Cutting Back On Your Bathing

In the middle ages, it wasn’t uncommon for people to bathe infrequently. In fact, one French king took great pride in the fact that he only took a bath only twice in his life. Now, if you’re an insane member of the French aristocracy with a thing for chopping off people’s heads then this kind of lifestyle shouldn’t be a big problem for you. But if, like me, you’re an everyday kind of person who works in an office and currently has friends, don’t expect to be the centre of the social whirl after a few months of dodging the soap.

Eating Road Kill

Even we're not heartless enough to show you the 'after' picture!

Even we’re not heartless enough to show you the ‘after’ picture!

To be honest, this is one of the sanest money saving tips on the list. Look at it this way: if you don’t eat it, the carcass is either going to rot on the roadside or be scavenged by other wild animals. To really benefit from this tip, you’re going to need some serious butchery skills or know someone that can do the job for you. If you do intend to serve up some dead muntjac as a delicious meal for your guests be prepared for the inevitable question: ‘Why does this roast have tyre marks on it?

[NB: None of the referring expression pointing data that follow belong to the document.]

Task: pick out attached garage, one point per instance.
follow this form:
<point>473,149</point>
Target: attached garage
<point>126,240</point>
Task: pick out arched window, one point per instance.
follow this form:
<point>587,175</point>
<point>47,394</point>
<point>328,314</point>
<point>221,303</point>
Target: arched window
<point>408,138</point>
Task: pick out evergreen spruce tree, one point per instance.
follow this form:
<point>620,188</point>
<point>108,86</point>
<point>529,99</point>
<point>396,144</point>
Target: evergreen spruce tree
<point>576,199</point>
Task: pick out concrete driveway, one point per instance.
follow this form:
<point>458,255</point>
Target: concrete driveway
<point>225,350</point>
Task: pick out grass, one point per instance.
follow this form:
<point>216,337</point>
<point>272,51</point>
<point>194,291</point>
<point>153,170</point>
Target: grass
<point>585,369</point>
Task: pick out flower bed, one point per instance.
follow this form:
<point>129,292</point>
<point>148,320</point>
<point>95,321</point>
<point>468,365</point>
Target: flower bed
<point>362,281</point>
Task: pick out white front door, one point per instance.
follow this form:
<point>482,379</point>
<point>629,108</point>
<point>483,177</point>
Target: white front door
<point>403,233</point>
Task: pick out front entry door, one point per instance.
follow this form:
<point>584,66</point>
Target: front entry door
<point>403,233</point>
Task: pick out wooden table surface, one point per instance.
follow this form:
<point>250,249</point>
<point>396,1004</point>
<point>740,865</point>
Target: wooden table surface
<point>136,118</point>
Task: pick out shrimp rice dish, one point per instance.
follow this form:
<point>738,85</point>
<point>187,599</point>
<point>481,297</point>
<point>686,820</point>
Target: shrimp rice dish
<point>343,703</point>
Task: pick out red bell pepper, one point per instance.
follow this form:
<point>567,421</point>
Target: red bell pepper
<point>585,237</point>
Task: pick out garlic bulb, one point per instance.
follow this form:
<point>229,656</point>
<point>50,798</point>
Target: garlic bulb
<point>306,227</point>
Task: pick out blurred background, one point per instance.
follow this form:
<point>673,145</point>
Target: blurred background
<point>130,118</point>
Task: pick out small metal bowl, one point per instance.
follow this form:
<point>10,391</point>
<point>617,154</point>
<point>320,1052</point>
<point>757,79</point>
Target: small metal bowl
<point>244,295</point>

Tipping Over Your Drink In A Restaurant

Next, we’re going to dabble with an idea that, for a start, really is unethical and is probably illegal. We’re all knocked over a drink on a night out. Whether you’ve turned around at the bar and elbowed someone else’s pint or kicked your friends drink off the table whilst doing a drunken can-can, you know how it embarrassing it feels. But some of you have taken this ‘accident’ to a new level. It goes like this: knock back most of your drink and the wait for a member of staff to walk past you. ‘Accidentally’ walk into them and then claim your free prize (which, if you’re careful, might include you being barred or arrested).

Using Foreign Coins In A Vending Machine

space quid

Note: the space quid is a real currency (but is also completely useless).

Another not so legal way of cutting the cost of living involves using all the worthless coins you’ve accumulated from your travels abroad. To be fair, what with the way modern vending machines work, this probably won’t work but some people are still trying. It’s so simple that even the idea is criminal: some foreign currency is accepted in vending machines. But make sure you’re not chucking a five euro coin into a machine that only requires a fifty pence vend.

Ok, I said they’d work but never suggested they would ethical/legal/sane!